DynamoDB provides a rich set of APIs to perform control plane operations – this is similar to database management operations where you can perform table-level CRUD operations. Similarly, the API also provides data plane operations for item-level CRUD operations. For users who are more familiar with SQL-like syntax for querying the database, DynamoDB provides a PartiQL query language that executes SQL queries in no SQL manner.
A single table in DynamoDB can be created in the same region. In the given region, replication is performed across AZs for resiliency. DynamoDB supports eventually consistent and strongly consistent reads. In an eventually consistent read, when an update takes place on the items in the table, reading it immediately may not reflect the updated value. It can take a few seconds for the same. However, in a strongly consistent read, the updated values are made available immediately.
Calculation of capacity for DynamoDB database is calculated using Read Request Units (RRU) and Write Request Units (WRU). With an item size of 4 KB, one RRU represents 1 strongly consistent read and 2 eventually consistent reads. With an item size of 1 KB, one WRU represents 1 write operation. However, for performing a transactional write, you would need 2 WRUs. Transactional writes are the ones where a sequence of write operations matters.
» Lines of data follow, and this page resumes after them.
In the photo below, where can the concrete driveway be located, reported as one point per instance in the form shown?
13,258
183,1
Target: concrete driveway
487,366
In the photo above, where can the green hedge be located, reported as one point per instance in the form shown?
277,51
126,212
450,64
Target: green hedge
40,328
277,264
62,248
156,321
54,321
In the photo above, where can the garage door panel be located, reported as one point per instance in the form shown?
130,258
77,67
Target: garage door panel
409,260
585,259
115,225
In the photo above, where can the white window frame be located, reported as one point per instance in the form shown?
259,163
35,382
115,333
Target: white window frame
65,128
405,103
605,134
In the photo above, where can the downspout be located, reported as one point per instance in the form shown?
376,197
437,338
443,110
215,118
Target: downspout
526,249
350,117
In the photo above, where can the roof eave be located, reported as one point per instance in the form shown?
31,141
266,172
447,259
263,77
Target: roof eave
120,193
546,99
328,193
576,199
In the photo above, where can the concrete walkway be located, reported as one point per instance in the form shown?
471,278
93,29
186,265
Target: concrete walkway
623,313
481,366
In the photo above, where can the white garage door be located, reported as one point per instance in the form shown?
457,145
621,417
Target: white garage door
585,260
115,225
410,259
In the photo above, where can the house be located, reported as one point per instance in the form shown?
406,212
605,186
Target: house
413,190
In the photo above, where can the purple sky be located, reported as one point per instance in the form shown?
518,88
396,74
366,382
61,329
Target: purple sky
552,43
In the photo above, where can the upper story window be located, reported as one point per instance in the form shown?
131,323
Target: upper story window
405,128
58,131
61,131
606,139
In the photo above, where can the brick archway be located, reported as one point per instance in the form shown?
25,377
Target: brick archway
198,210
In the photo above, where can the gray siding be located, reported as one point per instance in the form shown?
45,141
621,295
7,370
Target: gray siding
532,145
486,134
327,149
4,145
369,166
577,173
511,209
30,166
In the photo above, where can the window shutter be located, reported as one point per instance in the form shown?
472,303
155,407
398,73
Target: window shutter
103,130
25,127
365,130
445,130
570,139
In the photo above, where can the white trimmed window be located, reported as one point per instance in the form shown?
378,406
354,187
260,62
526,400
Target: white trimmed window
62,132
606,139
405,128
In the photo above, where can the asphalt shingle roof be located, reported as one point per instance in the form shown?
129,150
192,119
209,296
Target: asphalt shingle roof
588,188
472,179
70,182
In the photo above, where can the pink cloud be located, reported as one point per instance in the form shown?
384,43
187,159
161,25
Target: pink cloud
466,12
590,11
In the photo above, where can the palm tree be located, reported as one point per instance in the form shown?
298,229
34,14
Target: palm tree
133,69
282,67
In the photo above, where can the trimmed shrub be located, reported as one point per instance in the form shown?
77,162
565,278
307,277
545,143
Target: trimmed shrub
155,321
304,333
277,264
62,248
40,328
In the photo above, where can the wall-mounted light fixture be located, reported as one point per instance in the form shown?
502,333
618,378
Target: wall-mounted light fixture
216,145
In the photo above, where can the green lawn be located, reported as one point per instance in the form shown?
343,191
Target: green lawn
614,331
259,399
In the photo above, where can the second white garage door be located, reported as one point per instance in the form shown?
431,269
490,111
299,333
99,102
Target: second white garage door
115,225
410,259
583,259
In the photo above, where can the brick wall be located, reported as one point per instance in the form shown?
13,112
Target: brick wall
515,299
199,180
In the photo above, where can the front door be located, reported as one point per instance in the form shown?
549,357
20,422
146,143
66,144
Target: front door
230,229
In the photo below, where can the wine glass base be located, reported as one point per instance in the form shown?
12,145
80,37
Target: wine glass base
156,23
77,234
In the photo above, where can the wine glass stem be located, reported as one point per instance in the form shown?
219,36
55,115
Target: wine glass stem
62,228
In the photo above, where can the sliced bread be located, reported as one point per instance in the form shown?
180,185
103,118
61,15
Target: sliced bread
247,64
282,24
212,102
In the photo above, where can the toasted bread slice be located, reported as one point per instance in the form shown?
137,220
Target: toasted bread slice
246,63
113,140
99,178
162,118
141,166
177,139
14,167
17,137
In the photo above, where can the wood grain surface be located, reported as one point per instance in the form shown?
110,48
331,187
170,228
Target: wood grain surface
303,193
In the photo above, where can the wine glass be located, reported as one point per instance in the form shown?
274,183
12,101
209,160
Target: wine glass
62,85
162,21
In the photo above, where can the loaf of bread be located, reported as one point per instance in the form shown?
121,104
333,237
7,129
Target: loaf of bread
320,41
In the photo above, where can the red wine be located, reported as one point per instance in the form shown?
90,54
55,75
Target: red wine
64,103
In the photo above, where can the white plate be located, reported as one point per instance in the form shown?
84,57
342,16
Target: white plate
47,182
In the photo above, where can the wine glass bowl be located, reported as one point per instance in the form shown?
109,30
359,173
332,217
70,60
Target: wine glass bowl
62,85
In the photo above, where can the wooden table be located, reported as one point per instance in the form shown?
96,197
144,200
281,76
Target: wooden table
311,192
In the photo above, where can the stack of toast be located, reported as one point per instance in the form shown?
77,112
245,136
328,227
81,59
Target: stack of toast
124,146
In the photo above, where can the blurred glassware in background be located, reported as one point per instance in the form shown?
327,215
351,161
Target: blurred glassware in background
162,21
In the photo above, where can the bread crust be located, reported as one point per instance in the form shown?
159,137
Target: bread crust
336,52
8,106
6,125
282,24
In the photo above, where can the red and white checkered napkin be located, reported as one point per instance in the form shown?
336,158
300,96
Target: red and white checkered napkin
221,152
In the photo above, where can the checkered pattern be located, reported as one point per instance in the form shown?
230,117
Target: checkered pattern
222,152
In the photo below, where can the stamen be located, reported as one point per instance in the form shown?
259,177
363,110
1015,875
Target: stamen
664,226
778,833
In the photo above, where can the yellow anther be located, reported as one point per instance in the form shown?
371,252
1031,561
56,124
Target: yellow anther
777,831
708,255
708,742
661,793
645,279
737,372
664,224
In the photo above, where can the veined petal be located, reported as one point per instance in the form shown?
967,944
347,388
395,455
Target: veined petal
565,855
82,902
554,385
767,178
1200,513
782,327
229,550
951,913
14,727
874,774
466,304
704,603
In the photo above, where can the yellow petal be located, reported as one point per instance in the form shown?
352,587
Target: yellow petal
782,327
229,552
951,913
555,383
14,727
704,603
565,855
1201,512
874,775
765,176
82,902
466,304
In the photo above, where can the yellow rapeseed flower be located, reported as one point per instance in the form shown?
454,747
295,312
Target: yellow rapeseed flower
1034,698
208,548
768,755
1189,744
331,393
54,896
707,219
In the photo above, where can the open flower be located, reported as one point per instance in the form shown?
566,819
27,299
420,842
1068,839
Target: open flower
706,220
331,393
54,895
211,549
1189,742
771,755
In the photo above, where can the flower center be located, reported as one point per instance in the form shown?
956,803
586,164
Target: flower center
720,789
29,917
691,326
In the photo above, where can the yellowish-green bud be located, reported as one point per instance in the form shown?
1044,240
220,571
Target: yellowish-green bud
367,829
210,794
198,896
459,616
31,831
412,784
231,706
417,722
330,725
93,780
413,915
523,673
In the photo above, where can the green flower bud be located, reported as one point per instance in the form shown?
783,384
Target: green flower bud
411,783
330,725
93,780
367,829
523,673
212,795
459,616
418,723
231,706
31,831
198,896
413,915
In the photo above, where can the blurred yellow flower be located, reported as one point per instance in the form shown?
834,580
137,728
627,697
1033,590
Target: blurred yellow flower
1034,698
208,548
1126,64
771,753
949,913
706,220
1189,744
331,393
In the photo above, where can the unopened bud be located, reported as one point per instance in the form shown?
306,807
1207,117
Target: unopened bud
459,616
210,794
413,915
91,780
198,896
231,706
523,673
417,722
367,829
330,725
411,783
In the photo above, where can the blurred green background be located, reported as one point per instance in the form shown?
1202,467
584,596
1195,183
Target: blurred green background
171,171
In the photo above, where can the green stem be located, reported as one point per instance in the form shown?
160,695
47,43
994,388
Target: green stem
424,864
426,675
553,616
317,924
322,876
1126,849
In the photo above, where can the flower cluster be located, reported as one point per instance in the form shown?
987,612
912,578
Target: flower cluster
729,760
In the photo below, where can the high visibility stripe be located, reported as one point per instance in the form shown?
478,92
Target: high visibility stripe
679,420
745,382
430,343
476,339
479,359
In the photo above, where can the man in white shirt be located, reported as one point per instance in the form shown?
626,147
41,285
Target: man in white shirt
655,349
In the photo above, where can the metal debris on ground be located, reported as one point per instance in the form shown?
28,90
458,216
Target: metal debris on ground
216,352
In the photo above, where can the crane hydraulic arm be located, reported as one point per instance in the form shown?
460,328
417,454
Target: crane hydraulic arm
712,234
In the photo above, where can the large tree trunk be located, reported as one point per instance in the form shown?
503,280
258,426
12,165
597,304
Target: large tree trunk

Based on RRU and WRU consumed in a given time frame, the capacity consumption rate is calculated as Read Capacity Units (RCU) and Write Capacity Units (WCU). There are 2 ways to provision capacity units to DynamoDB databases.
- On-Demand – in this mode, you let the operations happen as and when required. There is no threshold to maintain. Thus during a low consumption rate, fewer units are allotted, and when the operations scale up, more units are provisioned automatically. The billing is done on a pay-as-you-use basis.
- Provisioned – this is a default mode of operation. Here you pre-define how many capacity units (RCU and WCU) can be used at most. This definition is done based on the estimates and experience of application performance.
AWS provides NoSQL workbench for data modeling, visualization, and building purposes. It is similar to a database client that connects with DynamoDB, and lets developers build and maintain databases.
To ensure the security of our DynamoDB databases, the data being stored is fully encrypted when at rest. Keys managed in KMS are used for encryption. This enables us to use AWS-owned or customer-managed keys for encryption. For data in transit, we can make use of VPN or AWS Direct Connect if the data leaves the VPC to serve requests from authorized applications on the internet. Within the region, the data in transit can be protected using various measures like – VPC security groups, NACLs, endpoints, and IAM policies.
We can establish a monitoring baseline in terms of several read/write operations to monitor capacity, any threshold breaches, errors, events, etc. AWS CloudWatch can be used to log events and trigger alarms for given conditions.